The Inter Urban Electric Train system ran along the north
side of the Licking River. The Central Ohio Railroad ran
along the south side of the River.

Significant amounts of stone were quarried from the area
for use in local construction and manufacturing.

When the Dillon Dam was built down river in the 1940's, the
gorge became part of the dam's flood reservoir, and was no
longer suitable for any use other than recreation.

Today it is a State of Ohio Nature Preserve with a bike
path running along the south side of the river. It is a great
place to walk or bike ride. Last weekend there were several
kayakers coming down the river. Not a trip for the faint
at heart when the water is up, but a great time.

It is truly a treasure. We are fortunate to be able to enjoy it.

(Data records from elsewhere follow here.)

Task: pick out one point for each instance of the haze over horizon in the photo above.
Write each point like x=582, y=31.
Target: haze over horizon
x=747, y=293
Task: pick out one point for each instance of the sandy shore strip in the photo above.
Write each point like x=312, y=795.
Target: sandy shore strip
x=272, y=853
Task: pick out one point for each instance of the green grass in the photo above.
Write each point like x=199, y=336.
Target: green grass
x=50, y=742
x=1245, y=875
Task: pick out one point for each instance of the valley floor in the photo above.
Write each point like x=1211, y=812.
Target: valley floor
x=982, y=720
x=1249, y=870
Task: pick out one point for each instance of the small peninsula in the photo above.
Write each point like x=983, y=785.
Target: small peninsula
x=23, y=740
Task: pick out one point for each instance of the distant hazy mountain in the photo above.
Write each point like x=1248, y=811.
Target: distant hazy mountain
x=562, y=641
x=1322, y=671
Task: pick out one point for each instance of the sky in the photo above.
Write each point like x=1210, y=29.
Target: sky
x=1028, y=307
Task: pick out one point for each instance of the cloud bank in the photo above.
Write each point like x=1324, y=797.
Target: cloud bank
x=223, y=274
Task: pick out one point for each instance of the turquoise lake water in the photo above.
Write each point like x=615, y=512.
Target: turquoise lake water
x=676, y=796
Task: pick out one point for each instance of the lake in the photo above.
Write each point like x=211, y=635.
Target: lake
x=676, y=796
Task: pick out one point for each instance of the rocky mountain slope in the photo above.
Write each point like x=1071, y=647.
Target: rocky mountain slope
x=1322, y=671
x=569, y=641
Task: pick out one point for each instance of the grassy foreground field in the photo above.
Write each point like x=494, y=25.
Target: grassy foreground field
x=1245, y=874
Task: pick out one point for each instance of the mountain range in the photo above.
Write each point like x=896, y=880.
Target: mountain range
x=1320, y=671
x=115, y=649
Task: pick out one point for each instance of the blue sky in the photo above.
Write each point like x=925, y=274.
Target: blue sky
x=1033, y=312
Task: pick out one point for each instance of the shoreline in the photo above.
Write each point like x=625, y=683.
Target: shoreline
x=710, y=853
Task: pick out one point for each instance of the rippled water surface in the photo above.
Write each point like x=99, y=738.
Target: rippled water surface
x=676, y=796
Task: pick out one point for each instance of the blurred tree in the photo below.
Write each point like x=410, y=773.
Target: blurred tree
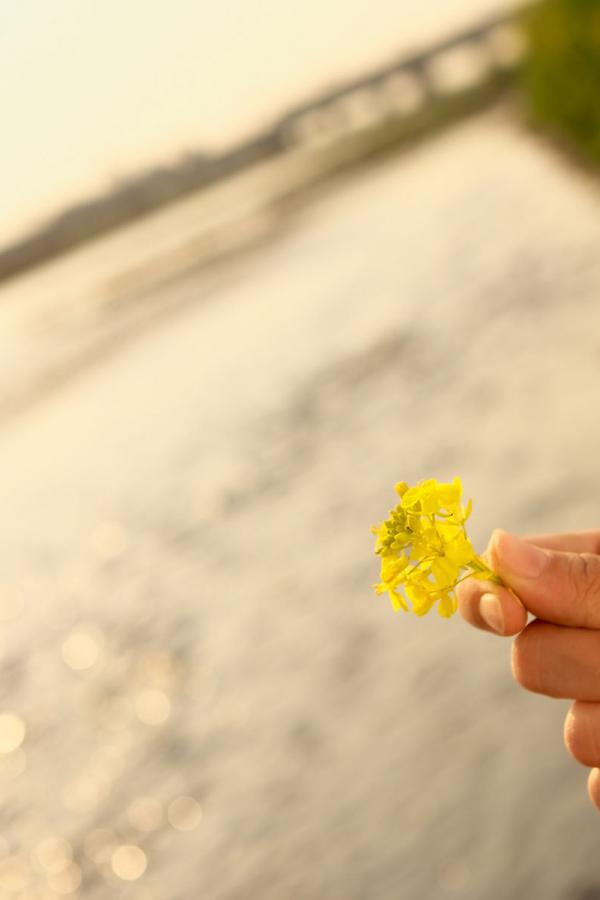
x=562, y=70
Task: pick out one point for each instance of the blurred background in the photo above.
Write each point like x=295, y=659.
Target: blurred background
x=259, y=262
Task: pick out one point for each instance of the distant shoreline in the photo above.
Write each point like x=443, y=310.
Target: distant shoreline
x=161, y=186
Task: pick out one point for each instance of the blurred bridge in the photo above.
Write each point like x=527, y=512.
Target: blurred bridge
x=459, y=66
x=462, y=61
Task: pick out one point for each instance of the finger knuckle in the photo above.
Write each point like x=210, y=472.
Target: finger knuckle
x=584, y=581
x=582, y=733
x=526, y=666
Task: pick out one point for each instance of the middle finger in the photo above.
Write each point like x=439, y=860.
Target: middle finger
x=557, y=661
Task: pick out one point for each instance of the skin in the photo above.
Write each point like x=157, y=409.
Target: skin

This old log cabin greets visitors to the Nature Preserve

















The water is up. The Licking River flowing east from
the Toboso Bridge.











Lock #16

Lower Lock

Perfect for

walking

through



InterUrban
Tunnel
Used
for 'local'
electric
train
traffic,
1904-1929.

















"Black Hand Rock"
The laid stones at the bottom of the rock are the
remains of the stone tow path from the Ohio and Erie Canal.
The rock had to be
blasted to make room for the path.
The 'black hand' was destroyed during the blasts.




A view from the
Quarry Rim Trail.
The water is a quarry
pond.
In the late 1800's
The Everett Glass
Works in Newark
quarried here for
sandstone which was
then crushed for
use in the
manufacture of
glass
bottles.






















The 'Deep Cut'. In 1850-51 workers blasted and dug
this cut through a wall of solid rock 64' high and 700'
thick. Trains ran through the 'Deep Cut' until the
1940's, when the construction of Dillon Dam forced
the re-location of the rail tracks.







Proof that God
loves life.
Moss, ferns, and
trees
growing out
of the rocks.



























The cause of it all. The Licking River.
Looking west from the Toboso Bridge.